Thum realized there was a problem when she heard about the first case confirmed in New York, on March 1, that of a Manhattan woman who had recently traveled in Iran. The woman was not at her hospital, which had been designated to receive patients arriving from overseas with the virus — which meant that she had been in the community long enough to be spreading it to others.

A sign in the Emergency Department at St. Barnabas Hospital
The emergency department at St. Barnabas Hospital, Bronx, N.Y. (Misha Friedman/Getty Images)

Initially, early in March, there was a wave of “worried well” seeking to be tested at the hospital, but eventually word spread to stay away from hospitals unless you were seriously ill. That led to a period where there was space but no influx of patients that Thum described as “this anxiety, waiting for a storm to hit.”

Eventually, it did.

“[The week of March 8], we had three confirmed cases. By Monday, the number had tripled. By midweek, it was 50, by the end of the first full week there were already 100 and after that we stopped counting,” said Thum, adding, “The change in the hospital within two weeks is just unreal.”

Thum is frustrated by the spread of misinformation about coronavirus, such as the idea that social distancing is an overreaction. “The idea that it’s not really that contagious, that if you don’t have symptoms you’re fine. Everyone probably has the idea that they’re not going to get it, especially when they’re in a city that hasn’t been hit as hard.” She added that those who think they’re helping by limiting gatherings to small groups aren’t considering the ability of the virus to spread exponentially and advised them to “stick to your video chats.”

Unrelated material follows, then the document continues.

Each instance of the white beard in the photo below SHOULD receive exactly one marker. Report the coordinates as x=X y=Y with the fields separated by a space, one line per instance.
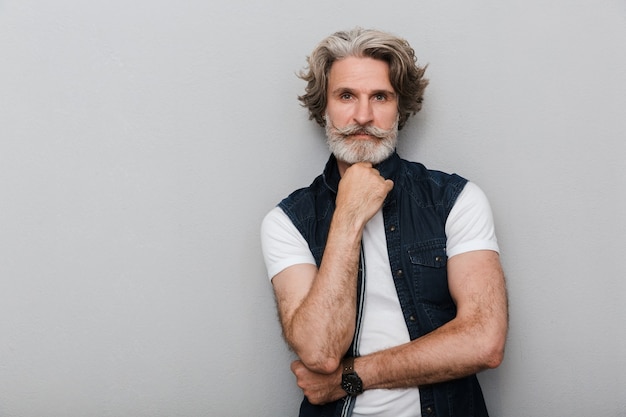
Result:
x=374 y=150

Thum said she and her colleagues are preparing for a fight that could take months, but the support from the community has been inspiring thus far.

“It takes a few cheerleaders here and there and a lot of encouragement, and I think being doctors, we have a lot of that responsibility and I try and go into work — it’s the same thing as any other ER shift in New York, it is long and exhausting and we focus on the patients, we support each other as a team, we try to protect each other,” said Thum. “People have been really generous, bringing coffee, free food, the appreciation for what we do has been overwhelming and that has kept me afloat for quite a bit.”

“We’re also just checking up on each other because we know what we’re going through; I know there’s going to be a lot of PTSD from this, I’m told, but so far spirits are high. We’re used to austere environments and hard work, so hopefully that kind of mindset and momentum will keep going to try and go in and save the world.”